40. The method of any one of claims 1-39, wherein the immunogenic polypeptide comprises: (i) a sequence having at least 95% identity to the sequence of SEQ ID NO:1, (ii) a sequence having at least 95% identity to the sequence of SEQ ID NO:2, (iii) a sequence having at least 95% identity to the sequence of SEQ ID NO:3, (iv) a sequence having at least 95% identity to the sequence of SEQ ID NO:4, (v) a sequence having at least 95% identity to the sequence of SEQ ID NO:5, (vi) a sequence having at least 95% identity to the sequence of SEQ ID NO:6, (vii) a sequence having at least 95% identity to the sequence of SEQ ID NO:7, (viii) a sequence having at least 95% identity to the sequence of SEQ ID NO:8, (ix) a sequence having at least 95% identity to the sequence of SEQ ID NO:9, (x) a sequence having at least 95% identity to the sequence of SEQ ID NO:10, (xi) a sequence having at least 95% identity to the sequence of SEQ ID NO:11, (xii) a sequence having at least 95% identity to the sequence of SEQ ID NO:12, (xiii) a sequence having at least 95% identity to the sequence of SEQ ID NO:13, (xiv) a sequence having at least 95% identity to the sequence of SEQ ID NO:14, (xv) a sequence having at least 95% identity to the sequence of SEQ ID NO:15, and (xvi) a sequence having at least 95% identity to the sequence of SEQ ID NO:16.

41. The method of claim 40, wherein the immunogenic polypeptide comprises the sequences of SEQ ID NOs:1-16.

42. The method of any one of claims 1-41, wherein at least two of the sequences of (i)-(xvi) are adjoined by an amino acid linker.

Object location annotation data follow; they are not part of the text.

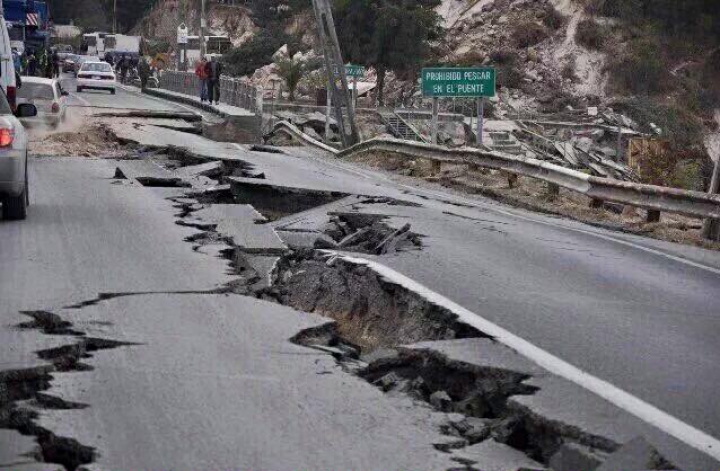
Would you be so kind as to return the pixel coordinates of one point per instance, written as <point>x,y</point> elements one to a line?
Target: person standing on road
<point>56,64</point>
<point>202,73</point>
<point>48,68</point>
<point>123,67</point>
<point>214,75</point>
<point>144,73</point>
<point>32,65</point>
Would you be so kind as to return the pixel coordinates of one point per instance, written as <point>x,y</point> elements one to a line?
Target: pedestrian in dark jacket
<point>214,69</point>
<point>32,65</point>
<point>48,67</point>
<point>201,71</point>
<point>56,64</point>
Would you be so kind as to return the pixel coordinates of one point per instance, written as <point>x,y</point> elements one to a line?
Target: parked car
<point>63,48</point>
<point>14,185</point>
<point>48,97</point>
<point>96,75</point>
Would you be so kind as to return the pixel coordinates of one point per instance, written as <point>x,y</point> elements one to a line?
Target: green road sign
<point>355,71</point>
<point>458,82</point>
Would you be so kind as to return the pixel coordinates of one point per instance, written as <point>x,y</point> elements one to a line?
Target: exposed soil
<point>533,195</point>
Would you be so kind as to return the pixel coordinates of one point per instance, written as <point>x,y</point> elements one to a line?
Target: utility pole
<point>711,229</point>
<point>202,29</point>
<point>337,77</point>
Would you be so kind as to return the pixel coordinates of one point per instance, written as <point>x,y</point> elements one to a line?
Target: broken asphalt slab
<point>240,224</point>
<point>559,408</point>
<point>214,383</point>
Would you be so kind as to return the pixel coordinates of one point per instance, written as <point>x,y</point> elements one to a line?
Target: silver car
<point>14,188</point>
<point>48,97</point>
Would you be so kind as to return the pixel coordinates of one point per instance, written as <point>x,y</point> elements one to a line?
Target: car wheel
<point>15,208</point>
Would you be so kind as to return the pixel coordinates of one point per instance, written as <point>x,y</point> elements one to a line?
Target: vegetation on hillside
<point>98,15</point>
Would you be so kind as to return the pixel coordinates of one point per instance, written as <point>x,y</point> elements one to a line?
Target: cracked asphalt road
<point>642,320</point>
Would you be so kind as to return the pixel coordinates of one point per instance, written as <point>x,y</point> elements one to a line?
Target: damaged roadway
<point>172,369</point>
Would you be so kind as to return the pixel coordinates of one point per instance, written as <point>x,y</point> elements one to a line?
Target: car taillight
<point>12,99</point>
<point>7,135</point>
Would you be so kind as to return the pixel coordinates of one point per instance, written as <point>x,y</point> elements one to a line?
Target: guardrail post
<point>653,215</point>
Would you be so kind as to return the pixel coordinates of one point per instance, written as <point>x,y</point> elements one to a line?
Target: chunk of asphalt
<point>387,245</point>
<point>32,466</point>
<point>148,173</point>
<point>636,455</point>
<point>209,169</point>
<point>307,240</point>
<point>572,457</point>
<point>440,400</point>
<point>494,456</point>
<point>17,449</point>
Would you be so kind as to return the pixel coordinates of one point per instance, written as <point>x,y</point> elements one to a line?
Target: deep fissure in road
<point>28,386</point>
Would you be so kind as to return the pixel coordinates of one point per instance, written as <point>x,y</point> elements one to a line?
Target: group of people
<point>42,63</point>
<point>209,74</point>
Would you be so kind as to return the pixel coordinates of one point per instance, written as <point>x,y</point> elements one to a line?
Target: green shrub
<point>641,70</point>
<point>258,52</point>
<point>590,34</point>
<point>509,73</point>
<point>473,58</point>
<point>683,129</point>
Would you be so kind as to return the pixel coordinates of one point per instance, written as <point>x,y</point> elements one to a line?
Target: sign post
<point>459,82</point>
<point>481,112</point>
<point>433,125</point>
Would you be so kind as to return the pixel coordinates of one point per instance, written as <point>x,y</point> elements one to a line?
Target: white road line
<point>512,214</point>
<point>648,413</point>
<point>609,238</point>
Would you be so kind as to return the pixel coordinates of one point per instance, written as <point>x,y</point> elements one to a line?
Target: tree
<point>387,34</point>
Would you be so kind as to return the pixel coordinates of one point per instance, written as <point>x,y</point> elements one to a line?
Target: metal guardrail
<point>233,92</point>
<point>652,197</point>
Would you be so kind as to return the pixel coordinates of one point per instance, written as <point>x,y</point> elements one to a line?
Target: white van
<point>7,68</point>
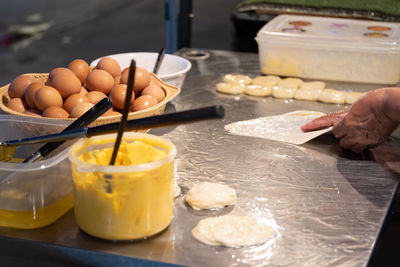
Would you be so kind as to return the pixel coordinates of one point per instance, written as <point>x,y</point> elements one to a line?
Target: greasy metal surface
<point>327,206</point>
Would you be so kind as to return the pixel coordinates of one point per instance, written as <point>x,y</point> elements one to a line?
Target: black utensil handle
<point>209,112</point>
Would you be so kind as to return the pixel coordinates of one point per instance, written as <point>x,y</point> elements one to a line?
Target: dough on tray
<point>231,88</point>
<point>207,195</point>
<point>332,96</point>
<point>352,97</point>
<point>262,85</point>
<point>237,79</point>
<point>269,80</point>
<point>286,88</point>
<point>309,91</point>
<point>232,231</point>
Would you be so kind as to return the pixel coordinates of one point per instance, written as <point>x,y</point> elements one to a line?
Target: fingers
<point>338,130</point>
<point>317,124</point>
<point>348,143</point>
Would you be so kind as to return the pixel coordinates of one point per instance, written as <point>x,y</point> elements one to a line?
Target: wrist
<point>391,103</point>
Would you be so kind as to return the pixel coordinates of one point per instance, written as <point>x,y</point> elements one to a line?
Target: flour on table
<point>286,88</point>
<point>283,128</point>
<point>232,231</point>
<point>332,96</point>
<point>207,195</point>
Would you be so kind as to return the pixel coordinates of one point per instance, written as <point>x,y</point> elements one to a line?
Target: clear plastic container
<point>33,195</point>
<point>330,49</point>
<point>123,202</point>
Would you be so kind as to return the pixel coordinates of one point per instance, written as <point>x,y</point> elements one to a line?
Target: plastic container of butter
<point>130,200</point>
<point>33,195</point>
<point>330,49</point>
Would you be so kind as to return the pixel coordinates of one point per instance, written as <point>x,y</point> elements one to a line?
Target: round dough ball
<point>19,85</point>
<point>232,231</point>
<point>207,195</point>
<point>99,80</point>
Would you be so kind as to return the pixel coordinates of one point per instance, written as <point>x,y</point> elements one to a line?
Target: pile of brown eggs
<point>70,92</point>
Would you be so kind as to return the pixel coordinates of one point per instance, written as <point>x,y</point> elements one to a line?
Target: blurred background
<point>36,36</point>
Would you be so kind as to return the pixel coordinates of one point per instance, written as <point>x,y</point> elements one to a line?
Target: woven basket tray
<point>171,92</point>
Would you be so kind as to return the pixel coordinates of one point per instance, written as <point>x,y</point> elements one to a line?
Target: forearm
<point>391,103</point>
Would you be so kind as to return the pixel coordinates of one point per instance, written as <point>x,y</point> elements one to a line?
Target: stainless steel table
<point>327,205</point>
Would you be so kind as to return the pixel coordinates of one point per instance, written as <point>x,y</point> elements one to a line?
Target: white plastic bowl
<point>173,68</point>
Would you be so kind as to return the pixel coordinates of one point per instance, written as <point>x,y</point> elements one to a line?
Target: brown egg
<point>99,80</point>
<point>17,104</point>
<point>30,93</point>
<point>117,80</point>
<point>124,76</point>
<point>94,97</point>
<point>74,100</point>
<point>33,112</point>
<point>111,113</point>
<point>143,102</point>
<point>67,85</point>
<point>46,97</point>
<point>117,96</point>
<point>80,109</point>
<point>83,91</point>
<point>59,71</point>
<point>142,78</point>
<point>80,68</point>
<point>18,86</point>
<point>155,91</point>
<point>110,65</point>
<point>55,112</point>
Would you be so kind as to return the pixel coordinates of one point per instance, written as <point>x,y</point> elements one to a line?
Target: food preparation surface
<point>327,206</point>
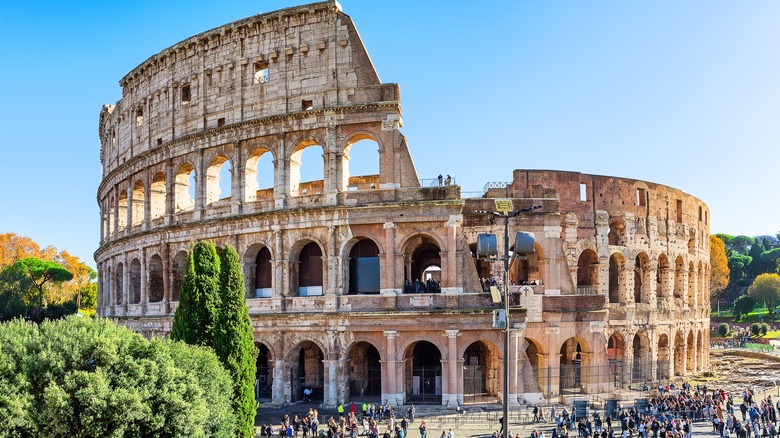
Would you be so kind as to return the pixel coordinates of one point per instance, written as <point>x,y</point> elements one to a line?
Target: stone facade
<point>617,286</point>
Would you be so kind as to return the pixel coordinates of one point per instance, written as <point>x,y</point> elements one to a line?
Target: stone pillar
<point>392,392</point>
<point>278,393</point>
<point>450,394</point>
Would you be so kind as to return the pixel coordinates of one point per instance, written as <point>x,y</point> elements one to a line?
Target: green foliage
<point>744,305</point>
<point>84,377</point>
<point>766,289</point>
<point>234,340</point>
<point>196,314</point>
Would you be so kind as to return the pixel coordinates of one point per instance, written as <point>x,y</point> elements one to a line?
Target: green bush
<point>84,377</point>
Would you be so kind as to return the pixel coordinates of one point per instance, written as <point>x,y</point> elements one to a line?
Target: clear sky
<point>685,94</point>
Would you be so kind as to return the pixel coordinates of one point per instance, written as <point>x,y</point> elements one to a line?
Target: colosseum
<point>367,287</point>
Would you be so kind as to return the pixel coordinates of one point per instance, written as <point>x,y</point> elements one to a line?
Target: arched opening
<point>480,382</point>
<point>536,361</point>
<point>156,286</point>
<point>571,369</point>
<point>663,367</point>
<point>679,355</point>
<point>423,372</point>
<point>365,373</point>
<point>122,212</point>
<point>361,164</point>
<point>527,269</point>
<point>422,267</point>
<point>119,283</point>
<point>179,268</point>
<point>134,290</point>
<point>307,179</point>
<point>184,193</point>
<point>309,281</point>
<point>259,178</point>
<point>364,268</point>
<point>662,277</point>
<point>587,272</point>
<point>263,274</point>
<point>157,196</point>
<point>617,279</point>
<point>679,279</point>
<point>264,374</point>
<point>690,362</point>
<point>307,371</point>
<point>139,213</point>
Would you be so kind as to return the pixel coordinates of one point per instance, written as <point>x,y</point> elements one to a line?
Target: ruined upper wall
<point>305,58</point>
<point>585,194</point>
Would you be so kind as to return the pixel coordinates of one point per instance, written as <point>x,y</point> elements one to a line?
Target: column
<point>450,394</point>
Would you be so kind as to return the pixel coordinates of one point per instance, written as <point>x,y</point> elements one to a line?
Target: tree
<point>744,305</point>
<point>196,315</point>
<point>766,289</point>
<point>719,267</point>
<point>82,377</point>
<point>234,340</point>
<point>39,272</point>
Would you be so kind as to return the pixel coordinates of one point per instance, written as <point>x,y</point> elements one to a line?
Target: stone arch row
<point>150,277</point>
<point>644,280</point>
<point>145,198</point>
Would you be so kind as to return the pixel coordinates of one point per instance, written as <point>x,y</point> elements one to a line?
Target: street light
<point>524,245</point>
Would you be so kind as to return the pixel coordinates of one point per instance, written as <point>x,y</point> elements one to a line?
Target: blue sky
<point>685,94</point>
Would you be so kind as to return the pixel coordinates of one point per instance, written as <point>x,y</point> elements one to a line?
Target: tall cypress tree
<point>196,315</point>
<point>234,340</point>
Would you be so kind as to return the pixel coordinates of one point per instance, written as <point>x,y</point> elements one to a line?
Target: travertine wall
<point>619,276</point>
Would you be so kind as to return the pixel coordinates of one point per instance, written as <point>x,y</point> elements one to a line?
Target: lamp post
<point>504,207</point>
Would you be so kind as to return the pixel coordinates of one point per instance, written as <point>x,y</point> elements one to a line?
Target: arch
<point>364,267</point>
<point>364,148</point>
<point>661,277</point>
<point>365,372</point>
<point>218,180</point>
<point>122,211</point>
<point>314,179</point>
<point>423,373</point>
<point>587,272</point>
<point>179,269</point>
<point>156,286</point>
<point>306,370</point>
<point>527,269</point>
<point>119,282</point>
<point>264,373</point>
<point>307,279</point>
<point>183,192</point>
<point>422,254</point>
<point>617,278</point>
<point>679,279</point>
<point>139,212</point>
<point>481,361</point>
<point>572,375</point>
<point>259,175</point>
<point>134,286</point>
<point>157,196</point>
<point>690,357</point>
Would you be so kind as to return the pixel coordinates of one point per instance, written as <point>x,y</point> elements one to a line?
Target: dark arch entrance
<point>264,382</point>
<point>365,373</point>
<point>307,371</point>
<point>364,268</point>
<point>423,371</point>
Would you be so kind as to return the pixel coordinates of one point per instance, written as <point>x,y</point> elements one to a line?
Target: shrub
<point>85,377</point>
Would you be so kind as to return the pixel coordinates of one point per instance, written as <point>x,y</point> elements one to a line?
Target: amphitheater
<point>615,295</point>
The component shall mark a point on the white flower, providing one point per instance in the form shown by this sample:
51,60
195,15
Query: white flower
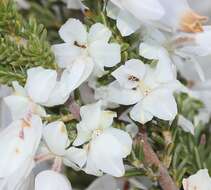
41,89
20,104
18,145
56,138
84,52
179,16
23,4
200,181
75,4
150,89
131,14
186,124
104,147
182,48
51,180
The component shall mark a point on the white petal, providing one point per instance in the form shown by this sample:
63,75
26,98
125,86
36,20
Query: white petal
58,96
122,96
40,83
19,106
99,32
161,103
134,68
19,90
144,10
50,180
107,182
185,124
107,152
104,54
76,4
123,138
90,115
200,45
73,31
112,10
78,73
127,23
77,156
66,54
149,51
139,114
56,137
164,69
106,118
173,14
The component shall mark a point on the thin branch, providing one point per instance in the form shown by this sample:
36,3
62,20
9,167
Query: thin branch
151,158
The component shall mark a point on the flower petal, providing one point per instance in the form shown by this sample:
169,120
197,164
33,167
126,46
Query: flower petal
127,23
51,180
40,83
139,114
161,103
66,54
99,32
56,137
73,31
104,54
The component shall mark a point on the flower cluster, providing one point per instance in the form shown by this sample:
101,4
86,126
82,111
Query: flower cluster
172,38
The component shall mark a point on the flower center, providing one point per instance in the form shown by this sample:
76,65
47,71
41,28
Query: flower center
79,45
96,133
192,22
145,90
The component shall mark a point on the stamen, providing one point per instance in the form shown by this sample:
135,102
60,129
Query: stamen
133,78
192,22
57,165
43,158
78,45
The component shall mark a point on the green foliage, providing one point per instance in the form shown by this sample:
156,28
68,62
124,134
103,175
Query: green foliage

43. The method of claim 42, wherein the amino acid linker is a single, dual, or triple alanine linker, and wherein the linker results in the formation of an AAA sequence in the junction region between adjoining sequences, and/or wherein the sequence of each of (i) to (xvi) is 11-85 amino acids in length.

44. The method of any one of claims 1-43, wherein the immunogenic polypeptide further comprises a signal peptide at the N-terminus of the immunogenic polypeptide.

45. The method of any one of claims 1-43, wherein the immunogenic polypeptide comprises the sequence of SEQ ID NO:99 or wherein the immunogenic polypeptide is encoded by a nucleic acid comprising the SEQ ID NO:100 or 101.

46. The method of any one of claims 1-45, wherein the disease associated with an HIV infection is an acquired immune deficiency syndrome (AIDS), AIDS-related complex (ARC), or HIV opportunistic disease.

47. The method of any one of claims 1-46, wherein the HIV is HIV type 1 (HIV-1).

48. The method of any one of claims 1-46, wherein the HIV is HIV type 2 (HIV-2).

49. The method of any one of claims 1-48, wherein the subject is a human subject.